[Pw_forum] Nonlinear scaling with pool parallelization

Tue Apr 5 18:06:22 CEST 2011

Dear QE users and developers,

for some larger calculations I just obtained a small Beowulf type 
cluster, consisting of three machines with hexacore i7 CPUs, connected 
with gigabit ethernet. It runs Ubuntu 64bit, QE 4.2.1 is compiled with 
GCC 4.4, and I have compiled OpenMPI 1.4.3. The code is linked against 
the pre-compiled libatlas-corei7sse3 from Ubuntu.

I want to perform calculations of quite large supercells for interface 
and surface studies of magnetic materials. Now, I'm testing the 
parallelization schemes. My understanding is that pool parallelization 
should scale approximately linearly with nodes. Indeed, the calculation 
of a bulk material scales nearly linearly with the number of nodes when 
I assign each node an individual pool. In contrast, if I do not assign 
pools, the calculations slow down extremely because of the communication 
overhead.

Now we come to the strange part: the slab calculation. I did some quick 
timing tests which I would like to share with you. The times given in 
seconds are just the numbers the code provides when it runs (checked 
them however with htop).

WITH pools:
np	npool	setup	first iteration
6	1	108s	250s
12	2	78s	180s
18	3	69s	152s

WITHOUT pools:
np	setup	first iteration
6	108s	250s
12	75s	186s
18	59s	152s

Without pools I have heavy load on the ethernet, but the calculations 
are about as fast as the ones with pools. With pools, there's almost no 
communication, apart from a few bursts. More importantly, the scaling of 
the calculation with pools is far from linear. With three machines, I 
get less than a factor of two in speed. The gain when going from two to 
three machines is just of the order of 25%.

My program call is:
mpirun -np 18 -hostfile ~/.mpi_hostfile 
~/espresso/espresso-4.2.1/bin/pw.x -npool 3 -in pw.in | tee pw.out

The pw.x program understands the call:

      Parallel version (MPI), running on    18 processors
      K-points division:     npool     =    3
      R & G space division:  proc/pool =    6

Can you explain this behavior? Is there anything I can tune to get a 
better scaling? Is there a known bottleneck for a setup like this? Can 
this be associated with the choice of k-point meshes? For bulk I have a 
shifted 8x8x8 mesh, for the slab I have a 8 8 1 1 1 0 setting.
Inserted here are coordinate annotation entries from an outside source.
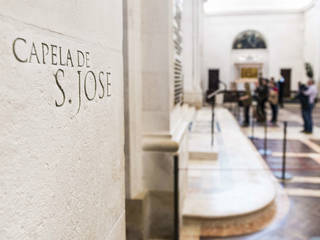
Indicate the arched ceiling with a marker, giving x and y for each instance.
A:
(252, 6)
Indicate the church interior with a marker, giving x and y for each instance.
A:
(160, 119)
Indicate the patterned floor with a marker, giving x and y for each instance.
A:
(303, 163)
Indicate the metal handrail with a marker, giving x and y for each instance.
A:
(210, 96)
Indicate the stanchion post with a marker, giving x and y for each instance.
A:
(252, 125)
(265, 138)
(212, 126)
(264, 151)
(283, 175)
(176, 197)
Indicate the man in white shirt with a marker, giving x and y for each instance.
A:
(312, 93)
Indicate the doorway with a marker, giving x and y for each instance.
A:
(286, 74)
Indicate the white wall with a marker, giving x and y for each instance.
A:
(227, 6)
(61, 171)
(283, 33)
(312, 39)
(191, 33)
(133, 99)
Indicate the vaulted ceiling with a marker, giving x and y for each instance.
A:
(238, 6)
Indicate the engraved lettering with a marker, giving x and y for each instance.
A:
(14, 49)
(60, 88)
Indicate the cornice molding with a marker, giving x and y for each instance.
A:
(262, 11)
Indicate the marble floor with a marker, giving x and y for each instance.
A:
(233, 194)
(297, 205)
(303, 163)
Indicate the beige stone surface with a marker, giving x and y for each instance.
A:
(239, 183)
(62, 170)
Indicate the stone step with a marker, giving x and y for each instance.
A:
(203, 155)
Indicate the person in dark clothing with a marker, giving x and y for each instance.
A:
(246, 102)
(281, 90)
(304, 101)
(262, 94)
(273, 100)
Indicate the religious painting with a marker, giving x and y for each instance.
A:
(249, 72)
(249, 40)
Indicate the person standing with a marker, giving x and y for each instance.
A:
(273, 100)
(262, 92)
(311, 92)
(281, 90)
(246, 102)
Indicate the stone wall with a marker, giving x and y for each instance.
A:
(62, 163)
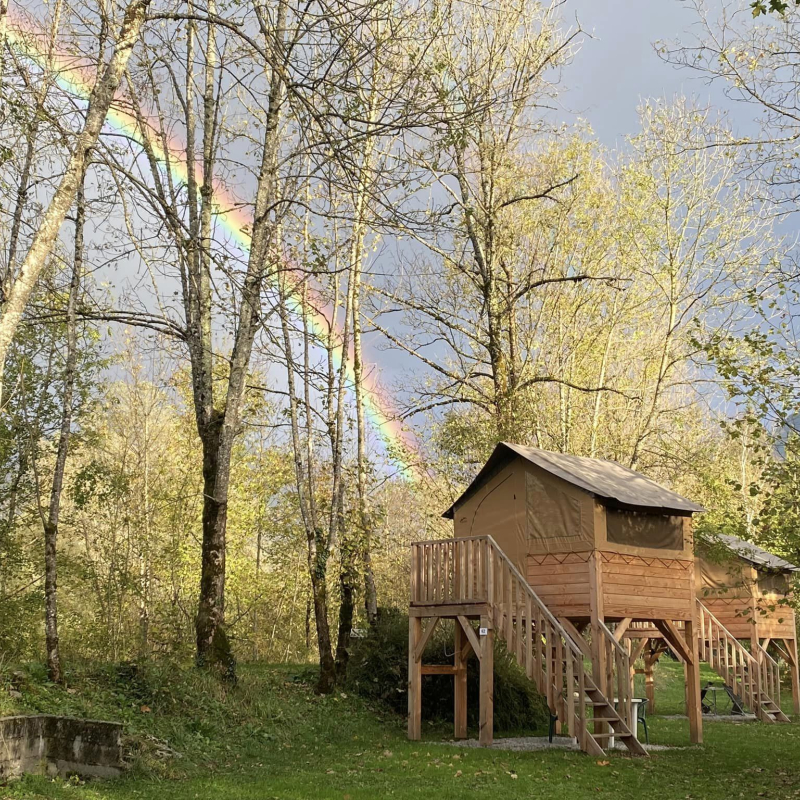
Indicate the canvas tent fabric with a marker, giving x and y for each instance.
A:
(497, 509)
(560, 518)
(727, 578)
(653, 531)
(761, 559)
(611, 483)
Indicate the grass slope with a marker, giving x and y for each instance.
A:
(271, 737)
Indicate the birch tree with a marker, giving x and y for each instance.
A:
(102, 96)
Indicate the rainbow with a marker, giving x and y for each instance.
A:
(77, 80)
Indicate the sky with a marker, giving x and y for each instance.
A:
(617, 66)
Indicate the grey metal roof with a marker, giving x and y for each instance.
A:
(609, 481)
(757, 556)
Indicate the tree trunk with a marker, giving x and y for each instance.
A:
(45, 237)
(51, 524)
(213, 646)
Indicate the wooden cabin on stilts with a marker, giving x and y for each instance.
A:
(565, 559)
(745, 592)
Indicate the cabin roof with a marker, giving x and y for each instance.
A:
(608, 481)
(757, 556)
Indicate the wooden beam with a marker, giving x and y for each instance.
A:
(639, 649)
(693, 703)
(573, 631)
(622, 626)
(462, 647)
(794, 667)
(414, 680)
(452, 610)
(472, 637)
(486, 693)
(781, 652)
(438, 669)
(426, 637)
(673, 636)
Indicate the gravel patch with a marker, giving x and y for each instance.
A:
(715, 717)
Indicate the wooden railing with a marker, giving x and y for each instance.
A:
(449, 571)
(618, 678)
(726, 654)
(770, 675)
(474, 570)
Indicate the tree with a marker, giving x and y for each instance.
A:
(23, 283)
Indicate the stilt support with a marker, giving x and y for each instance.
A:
(414, 679)
(460, 693)
(694, 708)
(486, 733)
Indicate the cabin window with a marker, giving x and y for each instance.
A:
(553, 515)
(774, 583)
(653, 531)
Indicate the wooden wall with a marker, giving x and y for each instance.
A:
(562, 582)
(647, 588)
(734, 614)
(632, 586)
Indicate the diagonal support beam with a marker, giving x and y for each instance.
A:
(472, 637)
(577, 636)
(639, 649)
(426, 635)
(674, 638)
(622, 626)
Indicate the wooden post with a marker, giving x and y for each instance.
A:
(694, 709)
(486, 732)
(794, 668)
(649, 684)
(414, 679)
(460, 683)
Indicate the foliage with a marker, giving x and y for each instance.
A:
(272, 736)
(379, 671)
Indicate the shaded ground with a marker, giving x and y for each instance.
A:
(271, 737)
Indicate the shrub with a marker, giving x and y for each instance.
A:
(378, 670)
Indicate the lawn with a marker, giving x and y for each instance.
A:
(271, 737)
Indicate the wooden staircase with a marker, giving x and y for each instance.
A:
(753, 677)
(474, 573)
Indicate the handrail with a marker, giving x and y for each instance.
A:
(728, 656)
(770, 674)
(474, 570)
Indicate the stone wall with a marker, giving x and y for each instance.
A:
(52, 745)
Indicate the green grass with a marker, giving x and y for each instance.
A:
(271, 737)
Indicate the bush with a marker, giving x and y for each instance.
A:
(378, 670)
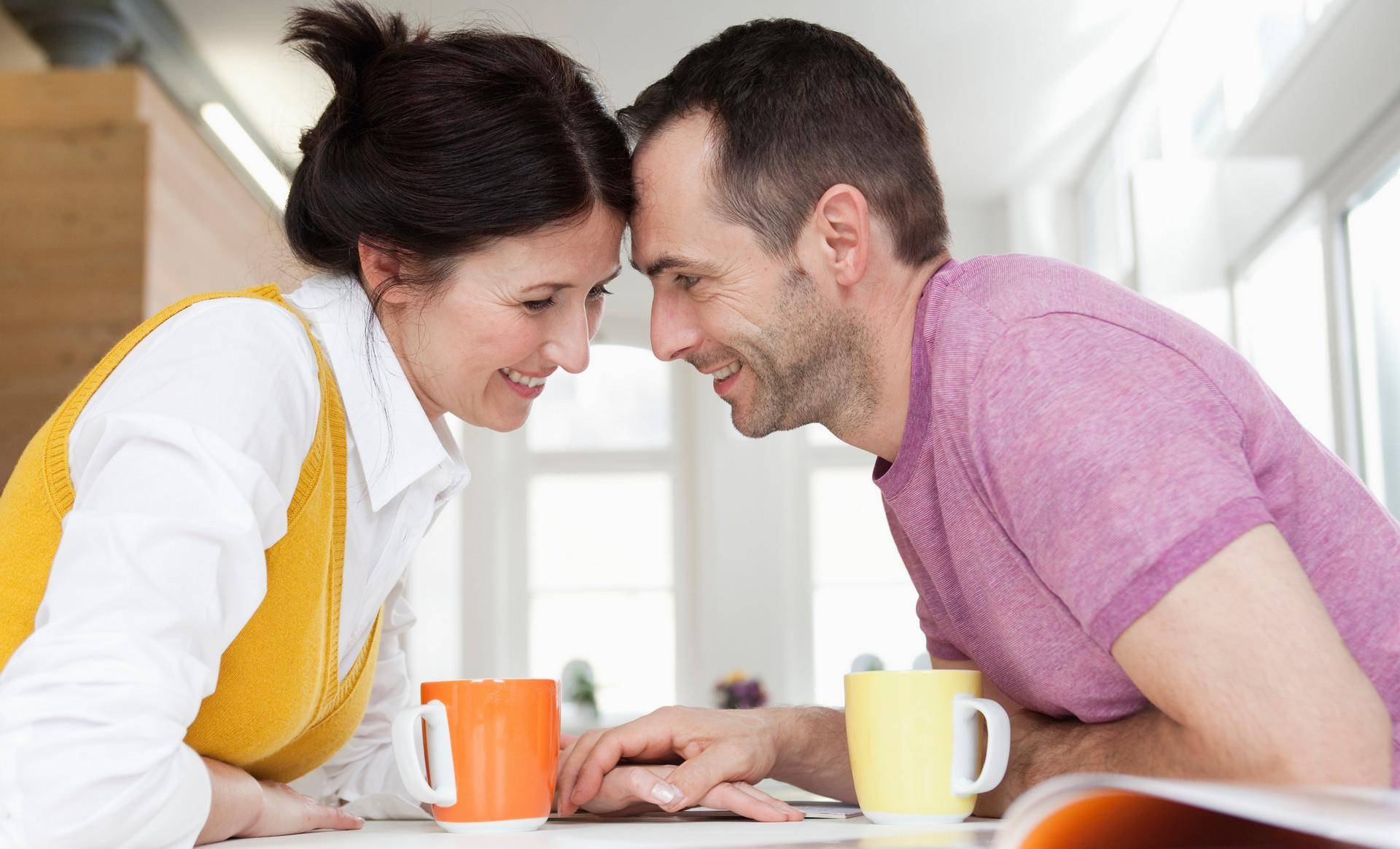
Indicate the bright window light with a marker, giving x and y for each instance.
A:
(268, 176)
(1281, 326)
(863, 600)
(1375, 295)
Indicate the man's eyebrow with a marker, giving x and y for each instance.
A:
(669, 260)
(553, 287)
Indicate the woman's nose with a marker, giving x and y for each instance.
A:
(567, 345)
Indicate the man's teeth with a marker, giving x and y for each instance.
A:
(730, 369)
(518, 378)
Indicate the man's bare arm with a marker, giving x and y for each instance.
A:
(1248, 678)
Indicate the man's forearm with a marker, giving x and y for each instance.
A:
(812, 751)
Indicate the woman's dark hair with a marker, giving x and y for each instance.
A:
(800, 108)
(438, 143)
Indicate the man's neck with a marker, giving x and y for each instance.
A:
(892, 319)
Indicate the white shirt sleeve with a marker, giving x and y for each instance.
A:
(365, 765)
(184, 465)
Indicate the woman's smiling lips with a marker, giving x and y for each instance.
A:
(526, 386)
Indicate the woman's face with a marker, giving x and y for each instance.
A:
(510, 315)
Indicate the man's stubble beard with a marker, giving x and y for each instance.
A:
(812, 364)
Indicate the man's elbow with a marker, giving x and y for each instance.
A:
(1356, 753)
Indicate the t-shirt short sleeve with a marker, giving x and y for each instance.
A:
(1112, 461)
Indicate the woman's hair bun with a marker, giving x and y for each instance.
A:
(343, 38)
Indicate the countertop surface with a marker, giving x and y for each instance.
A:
(858, 832)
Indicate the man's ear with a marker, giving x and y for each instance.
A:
(843, 227)
(378, 267)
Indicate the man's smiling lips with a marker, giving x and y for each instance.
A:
(726, 377)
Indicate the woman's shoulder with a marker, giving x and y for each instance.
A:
(240, 368)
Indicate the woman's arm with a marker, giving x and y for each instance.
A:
(244, 807)
(184, 465)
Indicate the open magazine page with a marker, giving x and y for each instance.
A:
(1143, 813)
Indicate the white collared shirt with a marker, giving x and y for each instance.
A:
(184, 463)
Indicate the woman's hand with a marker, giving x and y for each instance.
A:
(245, 807)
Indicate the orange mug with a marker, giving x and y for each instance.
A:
(490, 748)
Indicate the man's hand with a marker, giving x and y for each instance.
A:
(629, 791)
(245, 807)
(716, 746)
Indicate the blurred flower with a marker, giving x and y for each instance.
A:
(736, 690)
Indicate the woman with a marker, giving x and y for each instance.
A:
(205, 547)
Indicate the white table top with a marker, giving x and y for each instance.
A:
(858, 832)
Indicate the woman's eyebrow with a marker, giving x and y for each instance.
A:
(553, 287)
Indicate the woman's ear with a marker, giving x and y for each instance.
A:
(378, 267)
(843, 227)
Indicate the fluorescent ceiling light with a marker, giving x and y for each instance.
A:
(268, 176)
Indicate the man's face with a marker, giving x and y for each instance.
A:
(783, 354)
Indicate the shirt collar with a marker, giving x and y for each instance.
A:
(398, 444)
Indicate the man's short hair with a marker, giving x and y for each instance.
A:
(797, 109)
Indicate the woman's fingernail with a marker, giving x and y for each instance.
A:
(664, 794)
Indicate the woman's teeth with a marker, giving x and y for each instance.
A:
(518, 378)
(730, 369)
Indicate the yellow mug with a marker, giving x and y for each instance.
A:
(914, 740)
If you would like to have the input files to reproduce the problem, 
please tell me.

With kind regards,
Markus Meinert

-- 
Dipl.-Phys. Markus Meinert

Thin Films and Physics of Nanostructures
Department of Physics
Bielefeld University
Universitätsstraße 25
33615 Bielefeld

Room D2-118
e-mail: meinert at physik.uni-bielefeld.de
Phone: +49 521 106 2661